A close-up portrait of him wearing a tan suit over a light blue shirt and patterned blue tie. He had white hair and was smiling, his arms resting on small pile of travel books.
Arthur Frommer in 2013. A lifelong advocate of budget travel, he once said, “The moment you put yourself in a first-class hotel, you become walled off from life, in a world devoted to creature comforts.”Credit...Chester Higgins Jr./The New York Times

Nov. 18, 2024, 8:32 p.m. ET

Arthur Frommer, who expanded the horizons of postwar Americans and virtually invented the low-budget travel industry with his seminal guidebook, “Europe on 5 Dollars a Day: A Guide to Inexpensive Travel,” which introduced millions to an experience once considered the exclusive domain of the wealthy, died on Monday at his home on the Upper West Side of Manhattan. He was 95.

His stepdaughter Tracie Holder confirmed the death, from complications of pneumonia.

Mr. Frommer built an empire of guidebooks, package tours, hotels and other services on the bedrock of his first book, published in 1957, which sold millions of copies in annually updated editions until 2007. (It was “Europe From $95 a Day” by then.)

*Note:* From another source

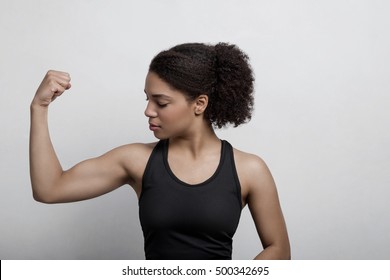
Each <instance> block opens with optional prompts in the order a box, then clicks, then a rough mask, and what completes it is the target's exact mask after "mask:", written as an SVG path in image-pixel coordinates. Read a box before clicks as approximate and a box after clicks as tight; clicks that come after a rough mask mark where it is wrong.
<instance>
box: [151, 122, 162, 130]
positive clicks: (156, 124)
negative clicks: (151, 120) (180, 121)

His earnest prose, alternately lyrical and artless but always compulsively informative, conveyed a near-missionary zeal for travel and elevated “Frommer’s” from the how-to genre to the kind of book that could change a person’s worldview.

To Mr. Frommer, travel wasn’t just about sightseeing in foreign places; it was about seeing those places on their own terms, removing the membrane that separated them from us. In short, it was about enlightenment. And with the affordability that he could guarantee, it was practically middle-class Americans’ democratic duty, to hear him tell it, to exercise their inalienable right to see London, Paris and Rome.

“This is a book,” he wrote, “for American tourists who a) own no oil wells in Texas, b) are unrelated to the Aga Khan, c) have never struck it rich in Las Vegas and who still want to enjoy a wonderful European vacation.”